A delicious complete meal summer salad

Course dinner, lunch
Cuisine Southwest, Southwestern
Keyword chicken mango salad, mango vinaigrette
Prep Time 10 minutes
Cook Time 15 minutes
Total Time 25 minutes
Servings 2 servings


  • 1 large boneless skinless organic chicken breast cut into 1" cubes
  • Southwestern seasoning mix, to taste
  • 1  corn cob, kernels shaved off
  • 1 large ripe mango, peeled and cubed (or two small mangos)
  • 1/4 cup extra virgin olive oil plus a tablespoon for pan
  • juice of one lime
  • pinch of sea salt 
  • freshly ground pepper
  • 1/8  teaspoon cayenne pepper
  • 2 teaspoons honey
  • 4 cups baby greens lettuce
  • 1 ripe avocado, diced
  • 1/2 cup black beans, rinsed
  • 1 roma tomato, diced
  • 2  tablespoons roasted salted pepitas (pumpkin seeds)


  1. After dicing chicken into 1" cubes, sprinkle generously with your favorite southwestern spice mix, a little sea salt and pepper, set aside

  2. Use a knife to shave corn off cob, peel tomato, dice avocado and 1/2 the mango (reserving the other half for salad dressing)

  3. Place a grill pan on medium/high heat for two minutes

  4. Add a tablespoon olive oil to the pan . When oil is hot but not smoking, add diced seasoned chicken, stirring here and there for 4 minutes

  5. Add corn kernels to pan with chicken and cook for three more minutes, stirring frequently. Turn off heat (make sure chicken is cooked through)
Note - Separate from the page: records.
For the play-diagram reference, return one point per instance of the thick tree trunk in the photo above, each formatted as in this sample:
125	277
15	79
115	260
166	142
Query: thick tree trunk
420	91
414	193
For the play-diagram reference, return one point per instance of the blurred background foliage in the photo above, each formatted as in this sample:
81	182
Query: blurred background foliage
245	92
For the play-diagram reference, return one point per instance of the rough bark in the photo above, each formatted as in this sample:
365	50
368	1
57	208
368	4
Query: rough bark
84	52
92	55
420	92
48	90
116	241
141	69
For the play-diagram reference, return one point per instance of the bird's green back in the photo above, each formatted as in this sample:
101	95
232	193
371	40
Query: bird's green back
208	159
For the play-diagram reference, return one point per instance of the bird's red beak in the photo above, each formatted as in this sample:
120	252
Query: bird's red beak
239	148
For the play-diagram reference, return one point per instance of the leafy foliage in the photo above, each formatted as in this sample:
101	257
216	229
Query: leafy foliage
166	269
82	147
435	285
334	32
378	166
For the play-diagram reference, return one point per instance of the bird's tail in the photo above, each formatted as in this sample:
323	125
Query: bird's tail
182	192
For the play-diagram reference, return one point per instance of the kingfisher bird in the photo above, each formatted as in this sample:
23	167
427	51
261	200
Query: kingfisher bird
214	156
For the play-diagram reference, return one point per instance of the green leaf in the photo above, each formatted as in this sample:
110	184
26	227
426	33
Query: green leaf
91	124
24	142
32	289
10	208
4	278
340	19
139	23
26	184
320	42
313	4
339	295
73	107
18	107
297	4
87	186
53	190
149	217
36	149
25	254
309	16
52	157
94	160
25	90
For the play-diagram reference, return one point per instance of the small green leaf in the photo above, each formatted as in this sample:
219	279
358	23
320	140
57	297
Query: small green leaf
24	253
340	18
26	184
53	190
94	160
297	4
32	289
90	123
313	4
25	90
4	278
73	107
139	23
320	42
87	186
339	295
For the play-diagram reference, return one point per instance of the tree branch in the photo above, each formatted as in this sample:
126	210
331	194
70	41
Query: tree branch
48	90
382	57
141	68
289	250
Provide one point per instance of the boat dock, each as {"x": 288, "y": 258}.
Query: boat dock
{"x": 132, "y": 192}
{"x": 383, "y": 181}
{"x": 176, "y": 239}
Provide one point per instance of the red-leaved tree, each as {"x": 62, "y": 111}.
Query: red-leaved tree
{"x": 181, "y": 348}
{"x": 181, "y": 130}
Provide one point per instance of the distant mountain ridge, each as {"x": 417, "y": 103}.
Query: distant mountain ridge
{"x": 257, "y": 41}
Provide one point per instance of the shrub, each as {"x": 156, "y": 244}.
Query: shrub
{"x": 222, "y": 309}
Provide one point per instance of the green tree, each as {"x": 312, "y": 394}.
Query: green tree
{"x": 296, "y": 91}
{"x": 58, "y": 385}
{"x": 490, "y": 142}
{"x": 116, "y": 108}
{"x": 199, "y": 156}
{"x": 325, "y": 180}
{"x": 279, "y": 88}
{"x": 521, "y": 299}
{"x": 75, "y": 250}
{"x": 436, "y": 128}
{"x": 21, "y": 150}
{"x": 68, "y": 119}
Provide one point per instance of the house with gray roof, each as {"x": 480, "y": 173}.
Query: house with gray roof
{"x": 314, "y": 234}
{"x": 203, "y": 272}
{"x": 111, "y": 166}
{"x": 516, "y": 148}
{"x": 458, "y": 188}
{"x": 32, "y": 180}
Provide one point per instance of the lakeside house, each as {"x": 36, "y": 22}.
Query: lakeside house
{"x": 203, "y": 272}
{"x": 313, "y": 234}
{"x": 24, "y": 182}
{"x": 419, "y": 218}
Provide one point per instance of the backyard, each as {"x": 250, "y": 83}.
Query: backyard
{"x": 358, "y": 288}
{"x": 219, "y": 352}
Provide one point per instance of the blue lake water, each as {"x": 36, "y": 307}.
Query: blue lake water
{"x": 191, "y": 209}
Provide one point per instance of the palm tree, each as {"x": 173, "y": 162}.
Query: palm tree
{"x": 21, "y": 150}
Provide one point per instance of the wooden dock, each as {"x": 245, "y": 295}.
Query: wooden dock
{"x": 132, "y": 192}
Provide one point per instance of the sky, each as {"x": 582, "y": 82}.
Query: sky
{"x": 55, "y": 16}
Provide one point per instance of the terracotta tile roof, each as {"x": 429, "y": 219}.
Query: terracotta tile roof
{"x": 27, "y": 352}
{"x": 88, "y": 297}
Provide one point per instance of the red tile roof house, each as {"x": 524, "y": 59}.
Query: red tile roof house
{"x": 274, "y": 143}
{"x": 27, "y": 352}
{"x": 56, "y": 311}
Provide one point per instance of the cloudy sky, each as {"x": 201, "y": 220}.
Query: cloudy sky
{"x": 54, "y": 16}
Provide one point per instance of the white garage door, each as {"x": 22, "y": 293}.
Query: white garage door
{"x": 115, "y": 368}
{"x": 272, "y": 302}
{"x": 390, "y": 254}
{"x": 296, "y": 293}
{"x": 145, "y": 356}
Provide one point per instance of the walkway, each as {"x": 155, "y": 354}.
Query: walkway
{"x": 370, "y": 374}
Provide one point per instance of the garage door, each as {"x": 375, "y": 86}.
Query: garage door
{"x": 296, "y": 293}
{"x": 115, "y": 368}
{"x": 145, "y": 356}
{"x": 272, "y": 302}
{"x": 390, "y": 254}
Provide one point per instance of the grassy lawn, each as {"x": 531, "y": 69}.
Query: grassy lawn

  6. Place olive oil, lime juice, sea salt a few turns of black pepper, cayenne pepper and half of the diced mango into a blender and blend until smooth

  7. Place greens on platter, sprinkle with black beans, pepitas, fresh diced mango, tomato, avocado, and last, chicken and corn

  8. Drizzle with mango vinaigrette and toss

  9. Sprinkle with more salt and pepper if needed, eat!